Directors who have reached a certain stature always find a way to add a Western to their resume. Or, at least a Western of some ilk. Clint Eastwood (“Unforgiven”), Quentin Tarantino (“Django Unchained”), the Coen Brothers (“True Grit,” “The Ballad of Buster Scruggs”) and, now, Paul Greengrass.
Reuniting with his “Captain Phillips” star, Tom Hanks, Greengrass has gone down a markedly different road with “News of the World.” Set in the 1870s, the film centers on a newsreader (Hanks) who is given the mission of returning a young girl, Johanna (Helena Zengel), back to her relatives after she was taken by the Kiowa people years before. Along the way, they encounter all sorts of hostile forces that permeate the Wild Wild West.
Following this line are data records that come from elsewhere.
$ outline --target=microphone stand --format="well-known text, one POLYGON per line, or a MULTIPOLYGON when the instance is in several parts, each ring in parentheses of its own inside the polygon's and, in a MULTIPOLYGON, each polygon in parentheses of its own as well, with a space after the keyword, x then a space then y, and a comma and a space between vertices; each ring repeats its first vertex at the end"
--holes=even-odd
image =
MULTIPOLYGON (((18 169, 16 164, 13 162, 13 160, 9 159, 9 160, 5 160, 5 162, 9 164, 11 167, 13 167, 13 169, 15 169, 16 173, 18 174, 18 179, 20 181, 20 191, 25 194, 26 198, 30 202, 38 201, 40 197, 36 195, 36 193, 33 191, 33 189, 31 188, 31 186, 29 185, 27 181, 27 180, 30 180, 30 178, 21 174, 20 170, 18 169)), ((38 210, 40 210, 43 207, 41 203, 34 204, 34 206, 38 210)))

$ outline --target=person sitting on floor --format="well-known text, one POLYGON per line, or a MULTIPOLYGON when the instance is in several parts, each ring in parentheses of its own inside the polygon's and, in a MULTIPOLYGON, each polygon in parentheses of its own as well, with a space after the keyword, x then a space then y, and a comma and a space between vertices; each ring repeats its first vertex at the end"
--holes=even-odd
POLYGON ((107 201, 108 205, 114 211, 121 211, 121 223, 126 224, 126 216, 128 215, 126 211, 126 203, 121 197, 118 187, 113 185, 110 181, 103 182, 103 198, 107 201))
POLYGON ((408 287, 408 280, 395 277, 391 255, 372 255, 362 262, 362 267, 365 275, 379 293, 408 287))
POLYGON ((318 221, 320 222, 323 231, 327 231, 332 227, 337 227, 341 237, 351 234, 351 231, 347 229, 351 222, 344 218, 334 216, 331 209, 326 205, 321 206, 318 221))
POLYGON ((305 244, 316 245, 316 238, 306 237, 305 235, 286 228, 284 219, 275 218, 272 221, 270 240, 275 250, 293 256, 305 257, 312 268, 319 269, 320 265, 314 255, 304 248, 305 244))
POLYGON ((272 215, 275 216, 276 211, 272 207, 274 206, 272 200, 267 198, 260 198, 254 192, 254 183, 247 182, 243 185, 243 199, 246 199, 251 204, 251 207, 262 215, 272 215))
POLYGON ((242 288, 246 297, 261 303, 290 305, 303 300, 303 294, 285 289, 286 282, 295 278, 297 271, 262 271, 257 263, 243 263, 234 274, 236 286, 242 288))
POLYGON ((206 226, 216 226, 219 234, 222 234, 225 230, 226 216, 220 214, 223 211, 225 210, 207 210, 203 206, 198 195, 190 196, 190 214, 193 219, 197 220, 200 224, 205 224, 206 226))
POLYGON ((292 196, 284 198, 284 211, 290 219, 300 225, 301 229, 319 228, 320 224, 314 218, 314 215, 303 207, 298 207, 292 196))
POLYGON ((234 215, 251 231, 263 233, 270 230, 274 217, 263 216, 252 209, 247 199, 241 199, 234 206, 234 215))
Greengrass jumped on the phone earlier this month to discuss why the film’s story spoke to him, the relative ease in casting Johanna (it shouldn’t have been easy), and the fun in filming an old fashioned shoot out.
The Playlist: Have you just been waiting for the right Western to fall into your lap?
Paul Greengrass: I wouldn’t say I was waiting for the right Western. I mean, it’s true, I grew up with Westerns, I loved them when I was a boy. And then later you’re a student. You’re growing up, and you study John Ford and [John] Sturges, and all those guys. But, I never thought I would get to make one. What I did think was, “I would like to make a film, that explored getting to a better place.” Because it does feel like our world is very dark and bitterly divided at the moment. Wherever you are, whether you’re in your country or my country, or anywhere else for that matter. Because I’ve got kids and you want the world to be good for them. So that was in my mind really. And then a novel came along, and I read it and I thought, “Well, here’s this story about the newsreader, and he’s moving from town to town, and he’s lonely, but…the healing kind of storytelling, he’s kind of weaving a thread that connects broken community to broken community, and he’s got nothing, but that’s all he can do, and that’s what he does.” And then he meets a mysterious girl, and they go on a journey of healing. And I thought, “Well, it’s 1870, it’s the shadow of the Civil War, it’s America bitterly divided trying to heal, that’s today, isn’t it?” And that was really the start of the process for me.
When you read Paulette Jiles’ novel was a movie already in the works?
Oh yeah. Tom was already attached, you know? So, when they asked me it was like a dream come true, to be honest, it was a Western, it was a chance to team up with Tom. And as I say, it was a chance to make a film about the road to healing. And also from my point of view, a chance to make a more classical looking film, a different film, break new ground, because you can’t always do the same things. You’ve got to challenge yourself and do different things.
Your aesthetic is decidedly different in this picture, although I thought with “22 July,” you also changed direction from some of your previous films.
Yes, I did. I did. Yeah.
For this one in particular, were there any specific influences that shaped how you wanted the movie to look?
Well, in the end, it’s set in 1870, and people moved slower and there aren’t any cars. It’s got a certain pace. But yes, I mean, obviously, John Ford… A few years ago, I was one of the people involved in that Netflix documentary series “Five Came Back.” I don’t know if you’re familiar with that?
Five directors who went to war, but came back changed. I chose to do John Ford. So he was a lot in my mind. We watched all his films and talked a lot about him. And then when I read this novel, it struck me that really, it was “The Searchers” in reverse. It wasn’t the man going out to find the girl, it was the man bringing the girl home. And that made it feel, also, rather contemporary, and different. But obviously, mythic, like all great Westerns should be. And also an opportunity to make a film under the big sky. I mean, what is a Western? A Western is generally an intense, intimate drama, played out against this huge, inhospitable landscape. And that’s, I think, what this one is too.